Viram na tela enquanto a companheira de Nikolai acelerava a pé pela trilha formada por Jenna na neve. Segundos se passaram enquanto esperavam por mais notícias.

Por fim, Renata falou, mas a imprecação sibilada no seu microfone não era o que os que aguardavam na sala esperavam ouvir:

– Maldição, não...

As veias de Brock gelaram de medo.

– O que aconteceu?

– Fale comigo – disse Gideon. – O que está acontecendo, Renata?

– Tarde demais – respondeu ela, a voz inflexível. – Cheguei tarde demais. Ela fugiu. Escapou.

Gideon se inclinou para a frente, virando a cabeça na direção de Brock.

– Ela escalou a maldita cerca, não foi?

– Escalou? – A risada de Renata foi mais uma expiração forçada. – Não, ela não escalou. Ela... merda... Acreditem ou não, acabei de vê-la pulando a cerca.


Capítulo 4

A estrada zunia debaixo dos jeans e dos sapatos de Jenna, agora sujos de neve, o cheiro de carne e suor masculino flutuando ao seu redor em todas as direções dentro do compartimento de carga escuro do furgão de entregas. Ela estava sentada no chão em meio a engradados empilhados e caixas de papelão, saltando a cada solavanco. Seu estômago revirava, mas ela não tinha como saber se pela adrenalina pulsando nela ou pela mistura sobrepujante dos cheiros de carne processada e suor que assaltava suas narinas.

A forma como escapara do complexo não passava de um borrão. A mente ainda se ocupava com as revelações perturbadoras das últimas horas, e seus sentidos estiveram acelerados desde que tomara a decisão de fugir. Mesmo agora, cenas, barulhos e movimento, todo tipo de percepção sensorial, pareciam voar ao seu redor num borrão caótico.

Na parte da frente do furgão, o motorista e o passageiro conversavam com animação numa língua estrangeira, carregada como uma eslava poderia ser. Eles entendiam inglês o suficiente para concordar em levá-la para a cidade quando ela lhes acenou na rua logo além da propriedade cercada, e, naquela hora, aquilo lhe bastara. Mas, agora que haviam se distanciado alguns quilômetros, ela não tinha como deixar de notar que pararam de lhe sorrir e de tentar se comunicar num inglês falho.

Agora o motorista lhe lançava olhares furtivos pelo espelho retrovisor, e ela não estava gostando das vozes baixas e das risadas partilhadas dos dois homens enquanto ela sacolejava nos fundos do furgão escuro.

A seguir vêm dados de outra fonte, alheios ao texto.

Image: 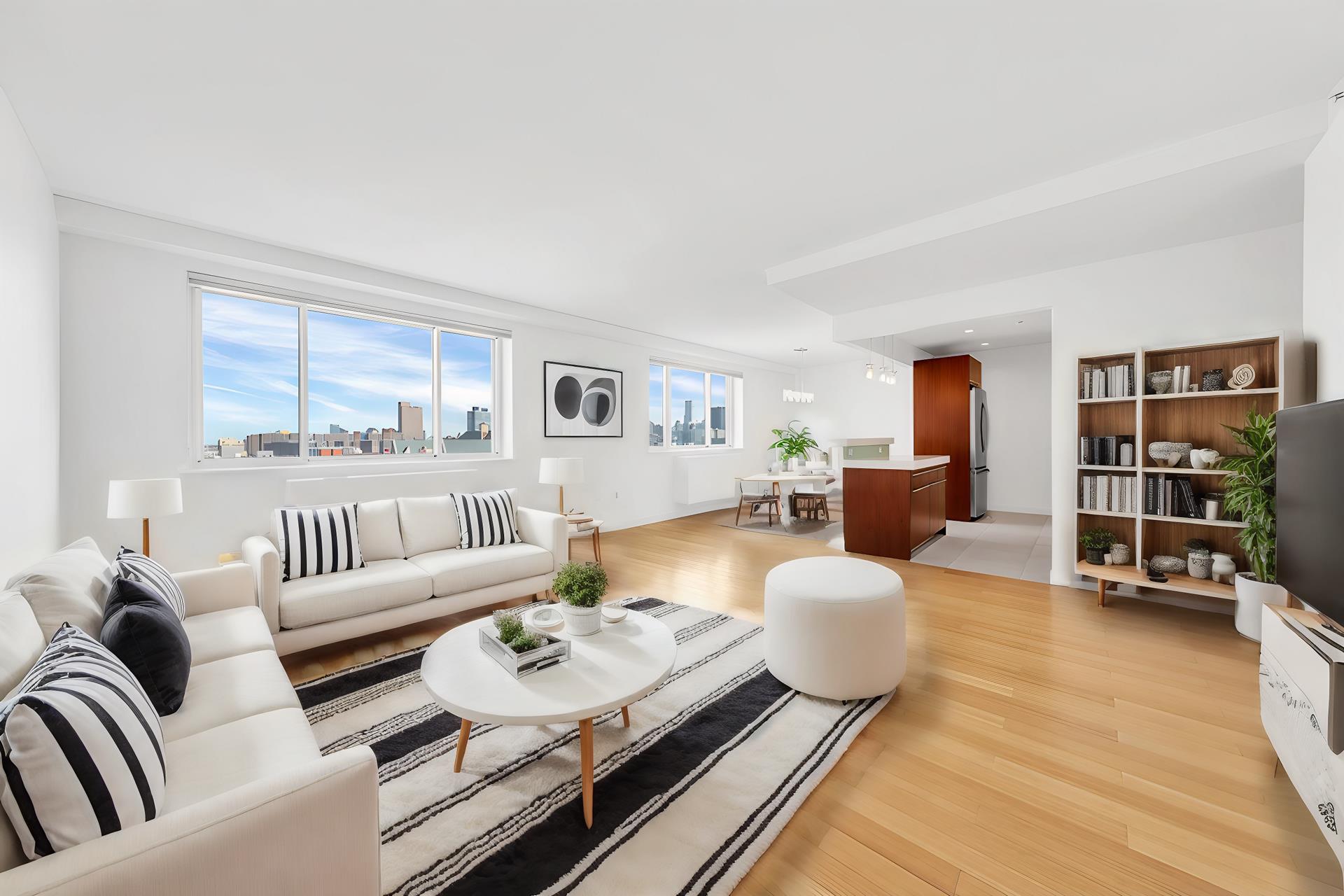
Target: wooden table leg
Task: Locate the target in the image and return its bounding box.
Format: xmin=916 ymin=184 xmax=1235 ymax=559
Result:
xmin=580 ymin=719 xmax=593 ymax=827
xmin=453 ymin=719 xmax=472 ymax=771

– Quanto tempo até o centro da cidade? – perguntou, segurando-se a um engradado de salames enquanto o furgão virava à esquerda numa luz amarela piscante. Seu estômago se revolveu com o movimento, os ouvidos tiniram, a cabeça latejou. Estreitou o olhar através do para-brisa conforme o veículo avançava em direção ao brilho alaranjado da cidade ao longe. – A estação de ônibus? Foi para lá que concordaram em me levar. Está muito longe?

Por um segundo, ficou imaginando se eles a ouviram por sobre o barulho do motor quando o motorista acelerou. O som lhe parecia ensurdecedor. Mas, em seguida, o passageiro virou para trás e disse algo em seu idioma.

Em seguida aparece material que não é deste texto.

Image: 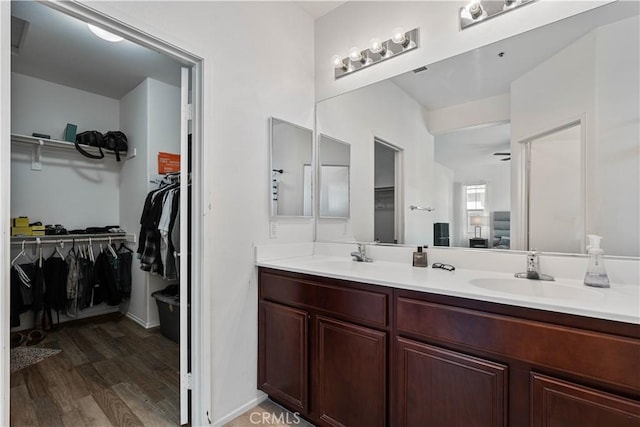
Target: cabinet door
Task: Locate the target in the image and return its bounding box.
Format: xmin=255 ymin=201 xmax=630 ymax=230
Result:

Algo que pareceu divertir o amigo pé de chumbo no volante.

Um nó de medo se formou no estômago de Jenna.

– Sabe de uma coisa? Mudei de ideia. Esqueça a estação. Pode me levar à delegacia. DE-LE-GA-CI-A – disse, enfatizando as sílabas para que não a compreendessem mal. Indicou a si mesma quando o motorista lhe lançou um olhar soturno através do espelho retrovisor. – Sou da polícia. Sou policial.

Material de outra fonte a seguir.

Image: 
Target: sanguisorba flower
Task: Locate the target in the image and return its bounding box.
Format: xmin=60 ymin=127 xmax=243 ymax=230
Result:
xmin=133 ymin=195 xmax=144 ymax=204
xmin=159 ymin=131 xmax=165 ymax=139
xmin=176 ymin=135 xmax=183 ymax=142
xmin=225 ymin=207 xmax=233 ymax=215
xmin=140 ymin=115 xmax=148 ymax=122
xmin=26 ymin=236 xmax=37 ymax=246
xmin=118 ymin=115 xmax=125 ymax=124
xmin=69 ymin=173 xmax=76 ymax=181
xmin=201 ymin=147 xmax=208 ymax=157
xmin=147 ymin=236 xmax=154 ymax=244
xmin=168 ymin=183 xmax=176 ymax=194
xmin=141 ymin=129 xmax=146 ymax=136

Ela falou naquele tom que não tolerava asneiras que lhe era tão característico, mesmo depois de anos sem vestir o uniforme. Mas se o par de idiotas no banco da frente entenderam seu tom ou o que lhes disse, não pareceram inclinados a acreditar nela.

– Polícia? – O motorista casquinhou ao olhar para o companheiro. – Nassi, nuk duken si ajo e policisë për ju?

– Não – aquele que, pelo visto, se chamava Nassi respondeu, balançando a cabeça, revelando os dentes tortos por trás dos lábios finos. O olhar carregado por baixo de sobrancelhas grossas pareceu viajar pelo corpo de Jenna. – Për mua, ajo duket si një copë e shijshme e gomarit.

Ela me parece um belo pedaço de traseiro.

Jenna achava que o olhar malicioso que Nassi lhe lançara devia ter bastado para que ela entendesse o que ele dissera, mas as palavras lhe pareceram muito claras. Inacreditavelmente claras. Encarou os dois homens quando começaram a conversar em seu idioma materno. Observou os lábios, estudou os sons que deveriam lhe ser absolutamente estrangeiros, palavras que ela não tinha como entender, mas, de alguma forma, entendia.

– Não sei quanto a você, Gresa, meu amigo, mas eu até que gostaria de um bom rabo americano – Nassi acrescentou, tão confiante que sua fala estrangeira não seria compreensível que teve a audácia de olhar fixamente para Jenna enquanto falava. – Leve essa vaca de volta ao escritório e vamos nos divertir um pouco com ela.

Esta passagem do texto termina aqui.